Michael Steele: The Earth is ‘Cooling’
Remember when RNC chairman Michael Steele criticized Rush Limbaugh, then was forced to back down and issue a groveling apology to the true head of the Republican Party?
Well, Steele has completed his reeducation programming, and is now spouting craziness just like any Limbaugh supporter, accusing the Obama administration of being like the Nixon administration — and demonizing Rush Limbaugh.
(These remarks are from his appearance on the William Bennett radio show.)
“I’m going to tell you something,” Steele replied. “You make such an important point, because I had a conversation earlier this week about the very point you just made about the Nixon administration. What you are seeing here, folks, unfold is nothing short of the Nixon administration played out in a different era and a different style. But the results and the effects are the same. You have H.R. Haldeman and Rahm Emanuel, these guys, the master manipulators, the master controllers in the background, moving and shaking the pieces, creating an enemies list, putting together the targets on our side. The whole strategy of demonizing Rush Limbaugh, which has been exposed now…”

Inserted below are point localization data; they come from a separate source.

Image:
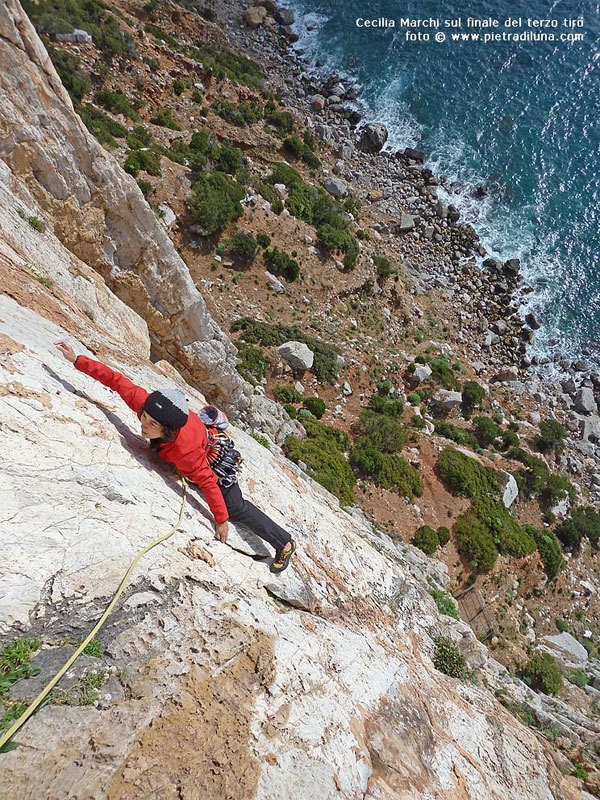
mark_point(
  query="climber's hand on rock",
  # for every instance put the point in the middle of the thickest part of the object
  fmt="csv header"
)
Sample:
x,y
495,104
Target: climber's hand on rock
x,y
222,530
66,350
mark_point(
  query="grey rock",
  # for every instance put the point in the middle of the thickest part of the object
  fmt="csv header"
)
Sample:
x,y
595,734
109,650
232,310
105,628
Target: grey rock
x,y
274,283
511,490
447,400
373,136
566,649
336,187
422,373
406,224
585,402
297,354
285,16
77,35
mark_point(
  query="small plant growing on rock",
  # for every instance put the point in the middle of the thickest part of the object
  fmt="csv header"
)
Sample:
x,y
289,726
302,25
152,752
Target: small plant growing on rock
x,y
448,659
315,405
242,247
543,673
552,437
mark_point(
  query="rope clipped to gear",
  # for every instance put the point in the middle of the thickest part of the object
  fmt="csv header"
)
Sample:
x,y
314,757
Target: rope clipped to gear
x,y
6,737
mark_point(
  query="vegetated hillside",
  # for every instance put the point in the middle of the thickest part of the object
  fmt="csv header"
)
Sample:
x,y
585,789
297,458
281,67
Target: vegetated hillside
x,y
202,133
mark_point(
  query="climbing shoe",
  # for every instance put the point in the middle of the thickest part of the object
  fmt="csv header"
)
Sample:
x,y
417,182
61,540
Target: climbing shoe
x,y
282,557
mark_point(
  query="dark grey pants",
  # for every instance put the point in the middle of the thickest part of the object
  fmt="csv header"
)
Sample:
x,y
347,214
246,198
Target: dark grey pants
x,y
243,511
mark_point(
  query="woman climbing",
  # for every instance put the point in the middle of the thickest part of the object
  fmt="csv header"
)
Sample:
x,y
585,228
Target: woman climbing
x,y
183,439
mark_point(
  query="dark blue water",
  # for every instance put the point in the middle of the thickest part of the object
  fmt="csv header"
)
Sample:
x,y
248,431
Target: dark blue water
x,y
520,117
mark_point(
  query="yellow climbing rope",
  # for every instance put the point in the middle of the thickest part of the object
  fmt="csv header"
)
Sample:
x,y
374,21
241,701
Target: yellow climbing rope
x,y
44,693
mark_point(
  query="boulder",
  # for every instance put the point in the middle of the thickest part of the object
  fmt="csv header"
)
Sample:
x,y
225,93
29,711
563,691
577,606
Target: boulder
x,y
255,16
422,373
585,402
566,649
298,355
511,490
284,16
590,428
446,400
415,155
406,224
373,136
336,187
76,36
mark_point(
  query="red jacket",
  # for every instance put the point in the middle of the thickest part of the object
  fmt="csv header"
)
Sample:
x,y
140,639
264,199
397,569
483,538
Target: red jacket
x,y
187,452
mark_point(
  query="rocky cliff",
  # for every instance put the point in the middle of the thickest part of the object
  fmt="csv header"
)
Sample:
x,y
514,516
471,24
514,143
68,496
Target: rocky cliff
x,y
61,176
233,683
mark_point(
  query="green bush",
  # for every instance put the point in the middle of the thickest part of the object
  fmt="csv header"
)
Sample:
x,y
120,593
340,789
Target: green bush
x,y
291,410
287,394
251,364
323,453
448,659
263,239
552,437
381,432
486,431
390,471
116,103
584,522
473,396
295,146
164,118
215,202
425,539
456,434
443,535
325,365
279,263
475,542
315,405
579,678
464,476
242,247
445,603
543,673
282,120
549,550
179,87
100,125
341,241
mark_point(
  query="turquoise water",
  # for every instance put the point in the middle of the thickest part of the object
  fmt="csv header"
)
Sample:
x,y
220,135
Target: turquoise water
x,y
520,117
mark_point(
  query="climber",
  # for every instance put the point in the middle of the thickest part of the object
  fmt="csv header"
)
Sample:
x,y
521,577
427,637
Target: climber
x,y
181,438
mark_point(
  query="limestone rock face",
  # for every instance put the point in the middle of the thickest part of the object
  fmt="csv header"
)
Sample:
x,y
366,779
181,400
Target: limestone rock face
x,y
99,215
319,680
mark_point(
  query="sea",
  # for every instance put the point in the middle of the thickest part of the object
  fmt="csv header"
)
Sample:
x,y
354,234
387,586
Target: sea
x,y
502,95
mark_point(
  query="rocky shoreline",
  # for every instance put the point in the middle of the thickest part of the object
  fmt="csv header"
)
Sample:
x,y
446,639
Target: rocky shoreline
x,y
481,296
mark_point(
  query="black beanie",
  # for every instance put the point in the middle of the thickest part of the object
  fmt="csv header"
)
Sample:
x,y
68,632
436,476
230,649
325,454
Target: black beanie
x,y
170,408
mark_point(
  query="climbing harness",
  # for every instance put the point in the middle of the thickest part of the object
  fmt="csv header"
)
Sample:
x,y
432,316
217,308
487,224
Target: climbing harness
x,y
6,737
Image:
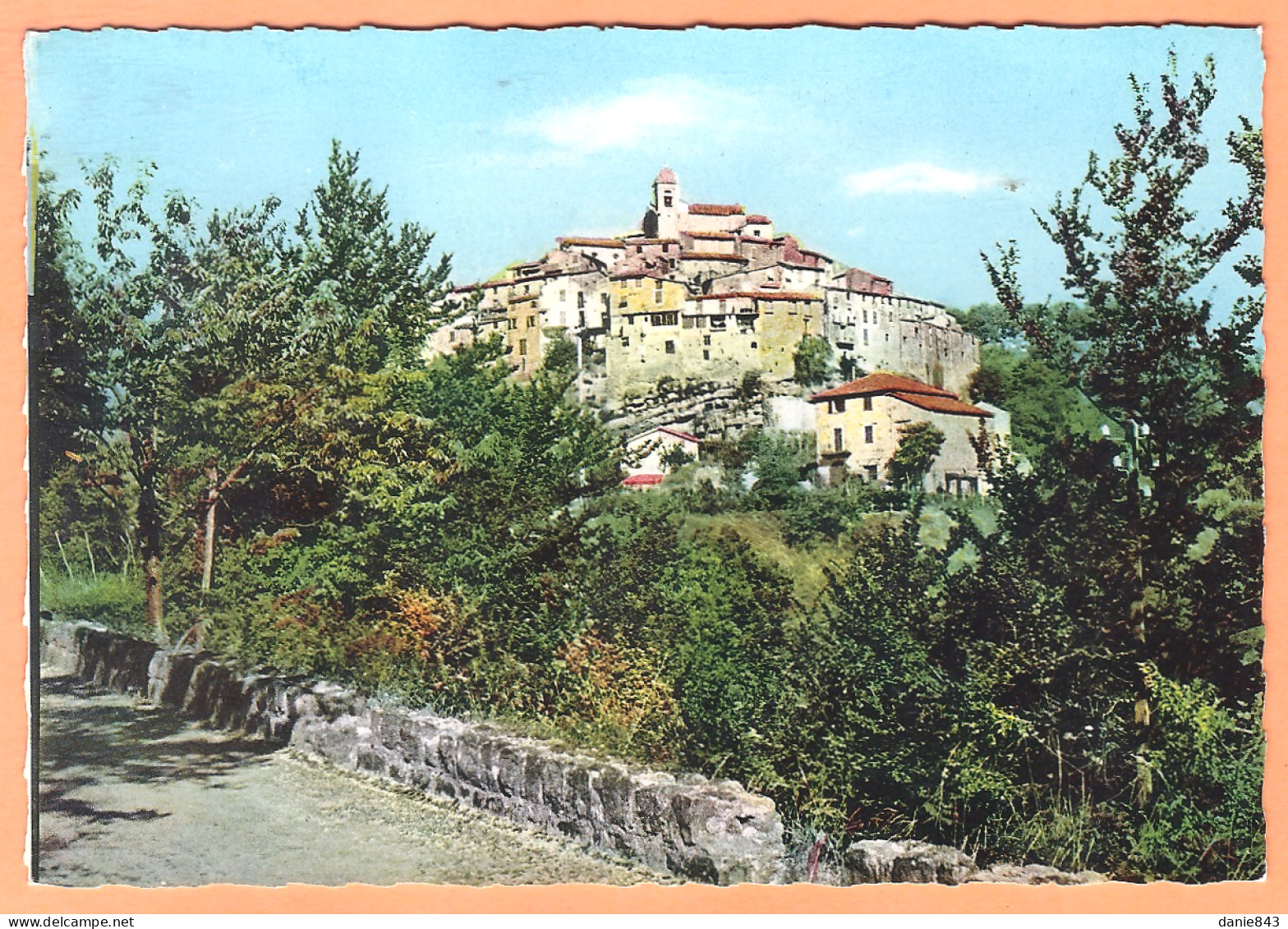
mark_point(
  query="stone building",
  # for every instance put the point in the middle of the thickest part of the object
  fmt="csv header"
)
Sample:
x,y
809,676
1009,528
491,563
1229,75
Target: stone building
x,y
858,428
651,453
702,292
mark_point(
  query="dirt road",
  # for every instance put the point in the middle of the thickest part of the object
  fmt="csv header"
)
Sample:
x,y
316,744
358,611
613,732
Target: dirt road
x,y
134,794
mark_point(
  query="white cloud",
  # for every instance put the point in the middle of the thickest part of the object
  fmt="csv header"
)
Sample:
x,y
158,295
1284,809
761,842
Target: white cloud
x,y
632,119
920,177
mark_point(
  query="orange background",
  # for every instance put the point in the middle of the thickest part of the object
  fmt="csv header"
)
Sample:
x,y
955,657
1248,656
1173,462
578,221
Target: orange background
x,y
20,897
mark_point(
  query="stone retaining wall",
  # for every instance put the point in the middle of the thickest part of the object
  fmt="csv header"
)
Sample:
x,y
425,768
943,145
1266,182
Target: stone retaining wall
x,y
711,831
702,830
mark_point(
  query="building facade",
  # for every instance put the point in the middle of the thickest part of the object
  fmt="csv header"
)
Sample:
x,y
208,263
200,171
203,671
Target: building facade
x,y
703,292
859,425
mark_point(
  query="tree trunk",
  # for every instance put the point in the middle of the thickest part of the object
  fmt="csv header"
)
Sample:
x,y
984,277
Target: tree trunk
x,y
208,554
150,530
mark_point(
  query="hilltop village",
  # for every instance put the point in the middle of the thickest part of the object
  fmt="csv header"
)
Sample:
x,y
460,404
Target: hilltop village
x,y
678,319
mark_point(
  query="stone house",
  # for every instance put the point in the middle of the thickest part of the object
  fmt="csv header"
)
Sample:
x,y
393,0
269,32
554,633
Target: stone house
x,y
652,448
858,430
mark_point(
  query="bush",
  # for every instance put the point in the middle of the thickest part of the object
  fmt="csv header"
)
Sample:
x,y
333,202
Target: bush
x,y
111,600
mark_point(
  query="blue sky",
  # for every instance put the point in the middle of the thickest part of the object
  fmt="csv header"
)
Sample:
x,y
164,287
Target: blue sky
x,y
900,151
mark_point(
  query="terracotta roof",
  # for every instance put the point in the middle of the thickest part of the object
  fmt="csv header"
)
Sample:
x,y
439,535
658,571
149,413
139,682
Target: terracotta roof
x,y
669,430
715,209
936,403
763,296
642,481
882,383
711,256
596,242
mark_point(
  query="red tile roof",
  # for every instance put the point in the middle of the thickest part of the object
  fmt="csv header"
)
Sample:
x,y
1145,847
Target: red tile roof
x,y
763,296
715,209
642,481
936,403
882,383
594,242
669,430
711,256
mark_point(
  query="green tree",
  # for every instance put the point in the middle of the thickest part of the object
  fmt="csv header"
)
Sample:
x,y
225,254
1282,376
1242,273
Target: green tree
x,y
918,446
813,360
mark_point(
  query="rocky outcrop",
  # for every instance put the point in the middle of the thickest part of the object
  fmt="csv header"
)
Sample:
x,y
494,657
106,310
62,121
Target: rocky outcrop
x,y
702,830
879,861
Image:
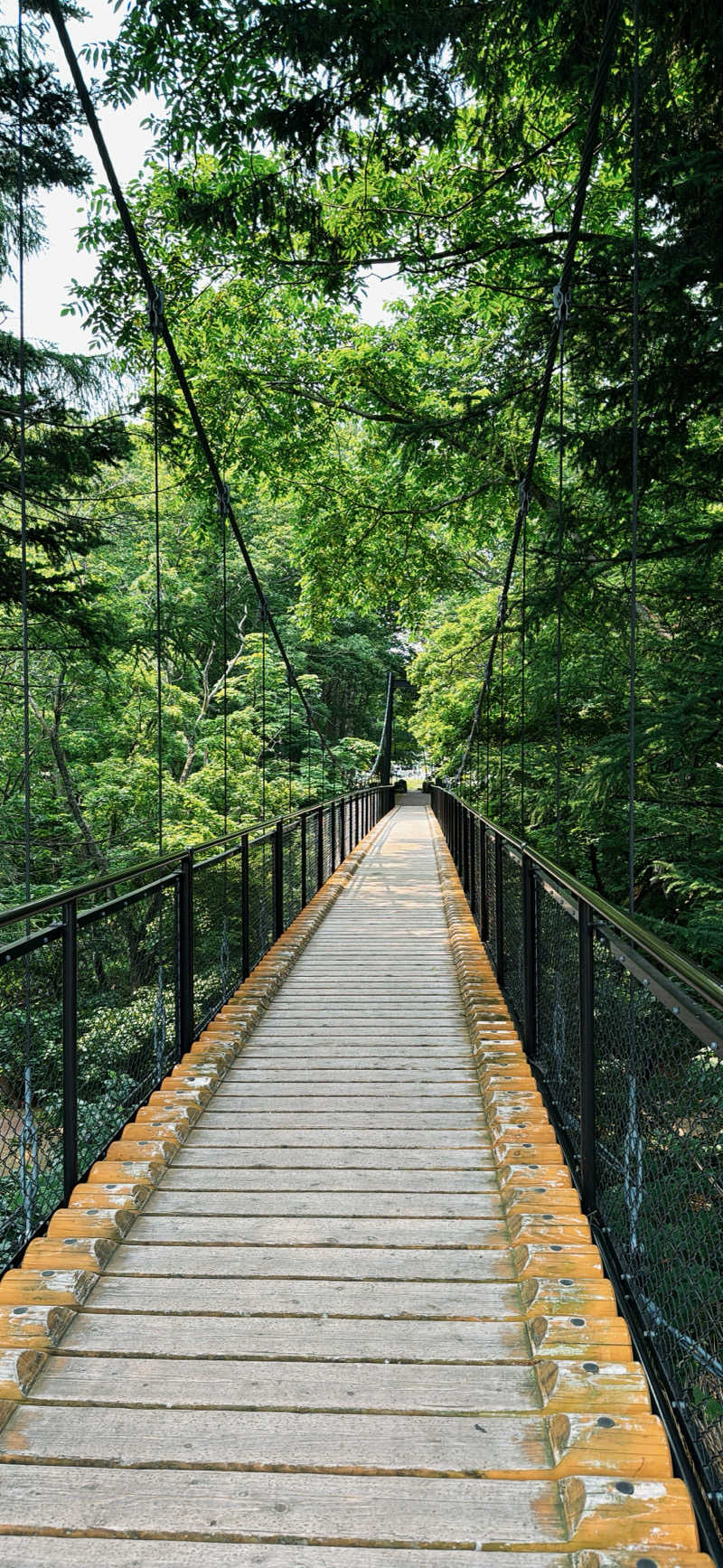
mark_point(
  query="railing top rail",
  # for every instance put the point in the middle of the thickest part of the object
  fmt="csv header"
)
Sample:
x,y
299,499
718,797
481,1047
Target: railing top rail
x,y
656,947
55,900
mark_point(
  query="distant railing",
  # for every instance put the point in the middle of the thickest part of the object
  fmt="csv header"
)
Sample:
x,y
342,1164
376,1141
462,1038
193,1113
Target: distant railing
x,y
624,1038
104,987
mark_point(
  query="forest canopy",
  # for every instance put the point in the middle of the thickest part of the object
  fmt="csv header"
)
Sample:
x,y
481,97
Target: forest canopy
x,y
375,465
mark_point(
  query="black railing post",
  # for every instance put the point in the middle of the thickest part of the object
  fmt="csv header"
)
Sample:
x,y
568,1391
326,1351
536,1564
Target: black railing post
x,y
305,896
319,847
499,913
484,885
278,878
587,1057
245,911
70,1047
529,953
185,955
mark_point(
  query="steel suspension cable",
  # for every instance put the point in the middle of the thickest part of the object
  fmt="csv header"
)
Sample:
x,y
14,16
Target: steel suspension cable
x,y
29,1136
559,577
225,639
176,364
635,480
502,714
289,746
264,712
522,692
606,57
155,315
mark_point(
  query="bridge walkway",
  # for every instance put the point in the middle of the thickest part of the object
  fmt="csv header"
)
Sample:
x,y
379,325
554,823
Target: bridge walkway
x,y
358,1322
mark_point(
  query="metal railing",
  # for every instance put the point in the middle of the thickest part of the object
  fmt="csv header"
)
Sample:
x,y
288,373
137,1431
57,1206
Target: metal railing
x,y
624,1038
104,987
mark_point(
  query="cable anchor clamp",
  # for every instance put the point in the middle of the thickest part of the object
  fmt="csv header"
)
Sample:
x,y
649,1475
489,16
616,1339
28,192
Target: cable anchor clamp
x,y
562,301
155,313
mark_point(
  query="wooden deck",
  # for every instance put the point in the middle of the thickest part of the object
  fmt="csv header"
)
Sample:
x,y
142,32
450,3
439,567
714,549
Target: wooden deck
x,y
360,1322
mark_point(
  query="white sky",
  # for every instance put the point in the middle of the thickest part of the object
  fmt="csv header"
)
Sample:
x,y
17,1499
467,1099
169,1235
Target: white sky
x,y
49,273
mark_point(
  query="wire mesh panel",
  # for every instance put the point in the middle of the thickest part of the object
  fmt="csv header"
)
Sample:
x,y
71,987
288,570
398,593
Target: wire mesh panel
x,y
30,1104
326,842
479,870
512,915
559,1010
260,897
292,872
217,934
492,896
659,1175
311,853
126,1029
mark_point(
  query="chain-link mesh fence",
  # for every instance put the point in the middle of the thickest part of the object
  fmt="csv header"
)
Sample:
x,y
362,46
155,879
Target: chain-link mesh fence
x,y
126,1015
292,872
659,1184
151,963
512,917
559,1009
492,897
30,1107
656,1101
217,934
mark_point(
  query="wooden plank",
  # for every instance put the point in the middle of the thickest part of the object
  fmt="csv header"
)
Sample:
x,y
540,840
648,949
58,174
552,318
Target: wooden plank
x,y
386,1183
302,1231
306,1338
336,1137
33,1551
358,1299
284,1385
419,1444
315,1156
286,1203
334,1103
320,1263
253,1118
322,1508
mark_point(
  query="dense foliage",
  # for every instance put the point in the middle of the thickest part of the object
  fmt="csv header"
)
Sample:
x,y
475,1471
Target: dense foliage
x,y
377,466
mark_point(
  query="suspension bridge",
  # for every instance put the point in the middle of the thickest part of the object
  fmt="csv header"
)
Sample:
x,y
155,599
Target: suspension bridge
x,y
377,1263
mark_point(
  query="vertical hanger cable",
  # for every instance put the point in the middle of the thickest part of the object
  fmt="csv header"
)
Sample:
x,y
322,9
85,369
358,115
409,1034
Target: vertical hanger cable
x,y
29,1136
502,718
635,400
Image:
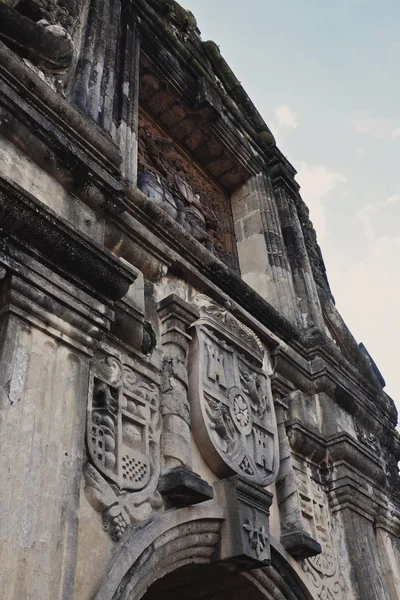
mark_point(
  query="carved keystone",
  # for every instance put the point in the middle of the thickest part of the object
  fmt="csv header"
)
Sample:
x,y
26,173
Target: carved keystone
x,y
245,533
183,488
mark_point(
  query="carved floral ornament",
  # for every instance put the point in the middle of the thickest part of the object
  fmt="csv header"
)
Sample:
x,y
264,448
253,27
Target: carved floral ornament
x,y
233,418
123,437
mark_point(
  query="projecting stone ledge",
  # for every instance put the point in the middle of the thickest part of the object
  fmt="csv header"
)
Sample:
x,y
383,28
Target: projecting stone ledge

And that’s not all. Steele also is now cleaving to the right wing denialist line on global warming — and to make it even more ridiculous, he claims the globe is “cooling.”
“Thank you, thank you,” he said. “We are cooling. We are not warming. The warming you see out there, the supposed warming, and I am using my finger quotation marks here, is part of the cooling process. Greenland, which is now covered in ice, it was once called Greenland for a reason, right? Iceland, which is now green. Oh I love this. Like we know what this planet is all about. How long have we been here? How long? Not very long.”
Steele isn’t just willfully ignorant about global warming — he’s shockingly uneducated about the origin of the name “Greenland.”
There are two written sources on the origin of the name, in The Book of Icelanders (Íslendingabók), a historical work dealing with early Icelandic history from the 12th century, and in the medieval Icelandic saga, The Saga of Eric the Red (Eiríks saga rauða), which is about the Norse settlement in Greenland and the story of Erik the Red in particular. Both sources write: “He named the land Greenland, saying that people would be eager to go there if it had a good name.”
Bad craziness at the very top of the GOP.